Since it's inception, the Church has struggled to love well. (This could possibly be due to the fact that the Church is made up of actual people.) And yet. All along the way there has been a prophetic remnant who fiercely, fiercely chose love in the face of horrific opposition.

  • In the second and third centuries, it was common practice for people to take babies that they didn't want (due to disability, undesired gender, etc) and leave them in the woods to die. Christians would notoriously go out and look for the abandoned infants, take them in, and raise them as their own.

  • Quakers and persons of other Christian denominations, both black and white, played a valuable role in leading slaves to freedom through the Underground Railroad.
  • Numberless Christians became martyrs during the Holocaust for concealing Jews, in their own homes or otherwise. One revered Catholic saint, priest Maximilian Kolbe, volunteered to die in Auschwitz in place of a married man with a child.
  • An overwhelming number of black leaders of the 1960s civil rights movement were Christian, many of whom were pastors, including MLK Jr. Countless white clergy also joined in the march on Selma.
  • We are still here, that Church who loves justice. Don't be fooled by the media, or by your Facebook feed, or by fanatics with hateful words on signs who claim to represent a God of mercy. There is still a Church who takes a stand for the oppressed, who defends human dignity, who articulates their views with total respect for the opposing side.

    We are black, we are white, we are brown, we are every color in between. We are straight, we are gay, we are young, we are old, we are Democrats, we are Republicans, we are anarchists. We are Catholic, we are Orthodox, we are Charismatic, we are Southern Baptist. We read Dorothy Day and Beth Moore; Martin Luther King Jr. and Billy Graham. We are city officials, we practice civil disobedience, we are Southerners, we are Northerners. We are "pro" this, we are "pro" that, and we don't always even agree with each other, but we would rather spend time with people than point fingers at them.

    We read our Bibles and we see a Christ whose only enemies were the proud, the unbroken. We read our Bibles and we see a Christ whose life affirmed the dignity of every human being. We see a Christ who chose the way of relationship over the way of power. And this Christ, He is the reason we are Christians. This Christ is the only reason.

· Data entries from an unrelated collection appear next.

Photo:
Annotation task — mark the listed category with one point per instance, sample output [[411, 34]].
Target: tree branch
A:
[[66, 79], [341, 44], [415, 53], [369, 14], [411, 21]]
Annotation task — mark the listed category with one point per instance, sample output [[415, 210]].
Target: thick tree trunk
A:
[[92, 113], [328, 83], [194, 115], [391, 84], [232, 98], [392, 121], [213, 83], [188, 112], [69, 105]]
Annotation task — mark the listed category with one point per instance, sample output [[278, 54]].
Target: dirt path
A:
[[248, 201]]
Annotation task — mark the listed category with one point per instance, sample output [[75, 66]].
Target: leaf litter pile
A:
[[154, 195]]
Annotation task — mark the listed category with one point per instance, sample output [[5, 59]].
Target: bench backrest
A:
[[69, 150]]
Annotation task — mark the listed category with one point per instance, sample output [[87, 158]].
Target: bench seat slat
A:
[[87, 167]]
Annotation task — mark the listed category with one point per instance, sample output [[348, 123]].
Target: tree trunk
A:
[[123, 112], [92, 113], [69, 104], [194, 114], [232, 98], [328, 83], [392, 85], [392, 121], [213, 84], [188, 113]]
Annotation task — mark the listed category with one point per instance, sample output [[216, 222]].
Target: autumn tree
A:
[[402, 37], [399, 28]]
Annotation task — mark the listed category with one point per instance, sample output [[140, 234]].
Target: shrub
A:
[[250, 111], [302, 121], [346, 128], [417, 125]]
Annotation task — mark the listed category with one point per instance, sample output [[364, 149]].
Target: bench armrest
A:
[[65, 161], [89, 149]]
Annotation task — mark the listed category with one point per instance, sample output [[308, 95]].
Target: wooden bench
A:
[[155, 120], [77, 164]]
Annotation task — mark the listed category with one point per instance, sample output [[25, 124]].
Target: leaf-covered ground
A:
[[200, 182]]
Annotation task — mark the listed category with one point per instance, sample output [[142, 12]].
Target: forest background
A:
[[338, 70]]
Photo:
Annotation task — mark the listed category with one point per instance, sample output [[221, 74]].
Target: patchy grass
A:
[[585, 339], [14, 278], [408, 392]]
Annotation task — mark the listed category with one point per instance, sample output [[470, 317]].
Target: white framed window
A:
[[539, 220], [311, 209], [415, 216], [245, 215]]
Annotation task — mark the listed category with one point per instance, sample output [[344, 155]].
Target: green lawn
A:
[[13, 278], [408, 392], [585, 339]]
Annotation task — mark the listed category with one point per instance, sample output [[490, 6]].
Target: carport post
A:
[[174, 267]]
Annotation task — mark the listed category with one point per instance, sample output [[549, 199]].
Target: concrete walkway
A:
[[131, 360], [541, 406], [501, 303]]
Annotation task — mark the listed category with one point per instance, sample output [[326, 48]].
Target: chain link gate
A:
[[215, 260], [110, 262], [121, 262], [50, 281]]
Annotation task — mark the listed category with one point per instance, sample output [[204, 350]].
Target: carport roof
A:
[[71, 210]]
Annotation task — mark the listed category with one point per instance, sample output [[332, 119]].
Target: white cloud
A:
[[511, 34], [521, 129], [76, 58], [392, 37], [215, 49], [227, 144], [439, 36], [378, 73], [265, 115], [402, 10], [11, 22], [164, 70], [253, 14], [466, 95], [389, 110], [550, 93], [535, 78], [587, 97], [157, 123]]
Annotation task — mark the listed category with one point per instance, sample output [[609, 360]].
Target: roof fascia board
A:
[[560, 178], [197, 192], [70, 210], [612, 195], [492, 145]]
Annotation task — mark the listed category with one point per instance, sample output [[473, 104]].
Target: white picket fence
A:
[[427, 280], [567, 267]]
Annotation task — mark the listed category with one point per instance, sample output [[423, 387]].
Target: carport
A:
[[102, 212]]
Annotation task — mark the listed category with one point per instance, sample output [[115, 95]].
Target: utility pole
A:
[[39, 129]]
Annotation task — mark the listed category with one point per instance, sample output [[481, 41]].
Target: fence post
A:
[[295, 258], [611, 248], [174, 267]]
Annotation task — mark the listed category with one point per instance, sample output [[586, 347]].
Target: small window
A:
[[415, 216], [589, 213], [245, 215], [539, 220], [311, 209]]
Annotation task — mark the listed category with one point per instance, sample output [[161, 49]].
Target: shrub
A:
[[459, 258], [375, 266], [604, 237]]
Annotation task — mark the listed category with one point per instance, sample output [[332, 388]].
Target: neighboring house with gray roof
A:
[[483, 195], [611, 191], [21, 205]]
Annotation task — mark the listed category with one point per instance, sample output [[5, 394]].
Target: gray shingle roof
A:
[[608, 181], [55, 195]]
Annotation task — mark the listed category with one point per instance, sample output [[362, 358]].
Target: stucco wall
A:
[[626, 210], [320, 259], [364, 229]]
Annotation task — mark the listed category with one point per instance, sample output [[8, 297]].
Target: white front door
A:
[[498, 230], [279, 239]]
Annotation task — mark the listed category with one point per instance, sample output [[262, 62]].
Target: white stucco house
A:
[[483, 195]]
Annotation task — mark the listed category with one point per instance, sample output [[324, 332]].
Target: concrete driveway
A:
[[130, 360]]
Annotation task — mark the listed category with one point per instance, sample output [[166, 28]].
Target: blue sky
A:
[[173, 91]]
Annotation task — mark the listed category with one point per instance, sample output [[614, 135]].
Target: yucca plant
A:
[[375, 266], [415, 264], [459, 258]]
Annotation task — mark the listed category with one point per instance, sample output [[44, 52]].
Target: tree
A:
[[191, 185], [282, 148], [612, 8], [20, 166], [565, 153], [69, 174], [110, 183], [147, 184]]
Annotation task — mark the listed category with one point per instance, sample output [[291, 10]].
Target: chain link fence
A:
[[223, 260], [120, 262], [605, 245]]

    If your only experience of the Church or of Christians has been a negative one, please accept our sincerest apologies. Because that means we haven't been loud enough. Our way is a quiet one, one that strives for humility and meekness. On the most ordinary of days, we are at our best having face to face conversations on our living room sofas, not making magazine headlines or blowing up social media feeds. But some days are not ordinary, and some times are for more than a quiet steadfastness.

    I believe these are such times.

    People of America -- especially you who have been routinely mistreated, oppressed, misunderstood, judged, and hated by your country -- we speak to you today. You are seen, you are heard, and you are valued because you are a human being. We may not see eye to eye on everything, but thankfully, that's not a requirement for friendship. We may at times reveal our ignorance as we seek to understand you, but may we be changed by your correction. We are committed to a Christianity that receives all people as gifts and that pushes itself onto no one. We believe that you should first see the beauty of this Christ we love, and only next determine for yourself how to respond to Him.

    To my friends in Christ: these are indeed tumultuous times we are living in. May the Church who has gone before us -- willing to suffer, to demonstrate, to risk, to die -- count us worthy.